When Frank moved back to his hometown of Tulsa in adulthood, he said the events of that day in 1921 were regularly described as a “riot,” but it was so much more, so he began the Black Wall Street Times in part to tell the real stories. 

“That wasn’t a riot, that was a massacre,” he told Cross. “Three-hundred Black people lost their lives.” 

And yet, Frank didn’t learn about this in a formal education setting until he was a legal adult. 

“I had not learned about the massacre until I was in college,” he said, which is why he is so adamant about the fight for reparations for survivors and descendants of not only the Tulsa Race Massacre but others like it throughout American history. 

“The city is responsible for the massacre,” Frank said because the names, addresses, and professions of massacre perpetrators are still available in university files of KKK members of the time. So Frank says it’s time for the city and the country as a whole to respond adequately to “our national shame.” 

After all, the city spent a century hiding this deadly attack. 
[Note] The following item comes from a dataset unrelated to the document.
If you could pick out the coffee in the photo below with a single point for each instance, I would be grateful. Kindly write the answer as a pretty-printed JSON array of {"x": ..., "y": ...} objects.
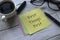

“We never learned about it is because why would our enemies want to teach the children of greatness, right?” Frank said. “Why would they want to teach them how great they can become once again?”

For more information about the massacre, there is a feature-length NBC documentary called “Blood on Black Wall Street,” which you can watch on their website.

CNN also produced a documentary on the massacre called “Dreamland.”

BWST Was Everywhere In Tulsa Over the Weekend

Seriously, check out all the eyeballs that were directed to this long-obscured piece of hard truth about America, and about the current issues harming Black and brown communities today. 

The Black Wall Street Times hosted a Black Lives Matter panel discussion featuring family members of those gunned down by police. 

They honored the victims whose identities were never learned. 

They reiterated the power of Black-owned media to give Black people the power over their own stories they often lack in American history.